Em 2004, pela primeira
vez, os tucanos foram ao segundo turno, com José Serra. Àquela
altura, o ex-presidenciável era um político com perfil bem distinto
daquele que ficou em quarto lugar na disputa de 1988. Foi o seu
discurso de cunho conservador que roubou os corações partidos dos
eleitores de Paulo Maluf, então um quase cadáver político adiado
que ainda iria para a disputa em 2008, já sem condições de ser um
candidato competitivo. O afilhado de Serra, Gilberto Kassab, venceria
as eleições de 2008, deixando fora do segundo turno o candidato do
PSDB (mas não de Serra), Geraldo Alckmin.
Aí está o xis
que mostra o mapa das duas últimas eleições paulistanas. Foi a
decadência do malufismo que permitiu a ascensão do grupo
representado por Serra/Kassab (PSDB/DEM, depois PSD). A prisão pela
Polícia Federal, a investigação da Interpol e a trágica gestão
de Celso Pitta (não necessariamente nessa ordem de importância)

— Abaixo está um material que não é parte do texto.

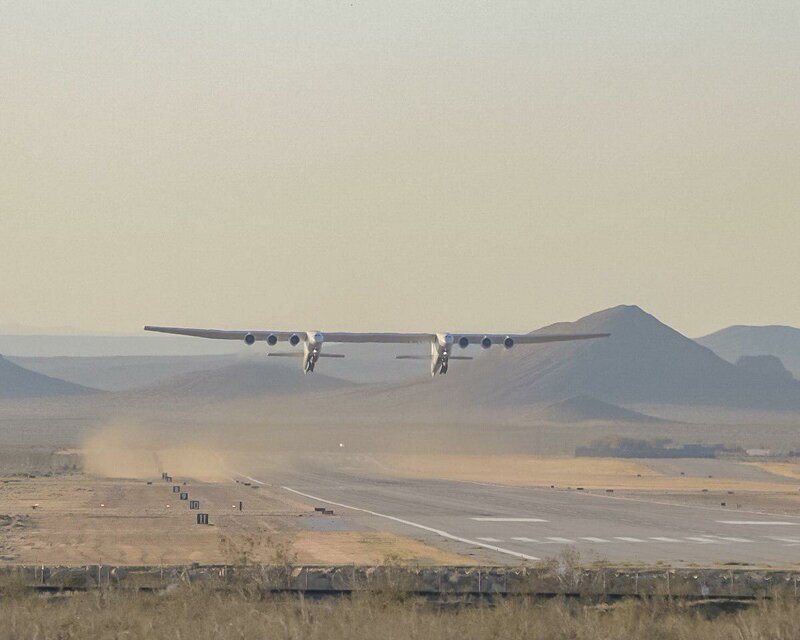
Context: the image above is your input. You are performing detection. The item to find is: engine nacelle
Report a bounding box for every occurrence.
[289,334,301,346]
[504,336,515,349]
[244,333,255,345]
[458,336,469,349]
[481,336,492,349]
[266,334,278,346]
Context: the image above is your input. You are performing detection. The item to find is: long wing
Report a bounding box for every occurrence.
[143,326,299,341]
[452,332,610,345]
[143,326,434,343]
[143,326,608,345]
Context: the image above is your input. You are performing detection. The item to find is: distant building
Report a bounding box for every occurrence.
[745,449,771,457]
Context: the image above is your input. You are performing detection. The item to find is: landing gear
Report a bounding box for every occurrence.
[430,338,451,376]
[305,350,319,373]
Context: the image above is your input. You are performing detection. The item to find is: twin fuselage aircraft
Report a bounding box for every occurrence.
[143,326,609,376]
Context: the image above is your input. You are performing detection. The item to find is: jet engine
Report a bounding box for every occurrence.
[244,333,255,345]
[289,334,301,346]
[504,336,515,349]
[267,334,278,346]
[481,336,492,349]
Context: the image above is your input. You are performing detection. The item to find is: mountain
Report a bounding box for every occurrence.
[0,335,243,357]
[130,360,352,399]
[0,355,99,398]
[423,305,800,409]
[735,355,794,382]
[8,354,239,391]
[697,325,800,379]
[0,337,424,384]
[536,395,665,423]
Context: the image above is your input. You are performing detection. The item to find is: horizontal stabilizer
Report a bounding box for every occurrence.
[267,352,343,358]
[396,355,472,360]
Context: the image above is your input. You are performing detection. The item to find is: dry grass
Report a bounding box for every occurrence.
[379,453,652,488]
[378,454,798,491]
[292,531,471,565]
[747,461,800,481]
[0,583,798,639]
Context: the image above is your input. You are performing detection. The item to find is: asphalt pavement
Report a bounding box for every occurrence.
[237,455,800,566]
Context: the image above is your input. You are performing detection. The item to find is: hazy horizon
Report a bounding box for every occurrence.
[3,2,798,337]
[1,304,800,340]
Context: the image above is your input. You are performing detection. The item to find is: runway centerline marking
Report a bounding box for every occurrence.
[471,517,548,522]
[712,536,752,543]
[581,537,609,543]
[650,537,681,542]
[685,537,716,543]
[280,486,540,561]
[545,537,574,543]
[615,537,644,542]
[717,521,799,525]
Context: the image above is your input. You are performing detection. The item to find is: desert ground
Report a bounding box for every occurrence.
[0,447,467,567]
[3,439,800,568]
[3,334,800,569]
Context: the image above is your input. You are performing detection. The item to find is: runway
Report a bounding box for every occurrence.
[240,455,800,566]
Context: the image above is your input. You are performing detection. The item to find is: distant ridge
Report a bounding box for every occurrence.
[537,395,665,423]
[698,325,800,379]
[735,355,794,382]
[413,305,800,409]
[9,354,239,391]
[129,359,352,399]
[0,355,99,398]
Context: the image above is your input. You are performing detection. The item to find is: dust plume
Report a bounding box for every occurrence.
[81,423,231,482]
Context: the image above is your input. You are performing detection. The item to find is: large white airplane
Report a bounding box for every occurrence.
[144,325,609,376]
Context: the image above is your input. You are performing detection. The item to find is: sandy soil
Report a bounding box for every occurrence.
[746,461,800,480]
[376,454,800,492]
[293,532,468,565]
[0,473,470,566]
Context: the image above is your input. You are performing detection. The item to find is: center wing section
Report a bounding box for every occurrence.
[320,332,433,344]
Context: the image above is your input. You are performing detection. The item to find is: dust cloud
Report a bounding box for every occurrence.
[81,424,231,482]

acabaram com a carreira de Maluf, mas o ideário representado por ele
não pereceu.
Trocaram-se os nomes,
mas a postura, o discurso e as ações permaneceram praticamente as
mesmas. Nesse sentido, poucas coisas são tão reveladoras como uma
entrevista dada pelo então prefeito de São Paulo em 1995, ao Roda
Viva, da TV Cultura.
Na ocasião, Maluf já
era um prefeito bem avaliado e, caso existisse o instituto da
reeleição, talvez fosse agraciado com um novo mandato. Mas boa
parte de sua popularidade estava ancorada em um discurso moral,
daquele que dita comportamentos e, acima de tudo, estabelece condutas
e proibições. Havia obrigado os paulistanos a usar cinto de
segurança, o que não foi uma decisão pacífica, a despeito de ser
apoiada pela maioria da população.
Mas o assunto que
dominou mais de um terço da entrevista, levando-se em conta a
transcrição, foi a proibição do fumo dentro dos restaurantes,
obrigando a que os estabelecimentos usassem “fumódromos”, nos
quais era proibido servir comida. Maluf utiliza praticamente todos os
argumentos que seriam usados por José Serra anos mais tarde, na
ocasião em que radicalizou a restrição ao fumo quando governador,
em
2009, e, ainda, transformá-la em grande
bandeira eleitoral.
E sobre o cigarro, não é
problema do governo federal e nem do governo do estado, é um
problema das prefeituras fazerem suas próprias legislações. Então,
nós achamos que temos que defender primeiro o não
fumante. Segundo pesquisa do seu jornal, do DataFolha (ele
se dirige ao mediador Matinas Suzuki Junior), indica que 75% da
população não deseja que se fume nos restaurantes, e 19% deseja.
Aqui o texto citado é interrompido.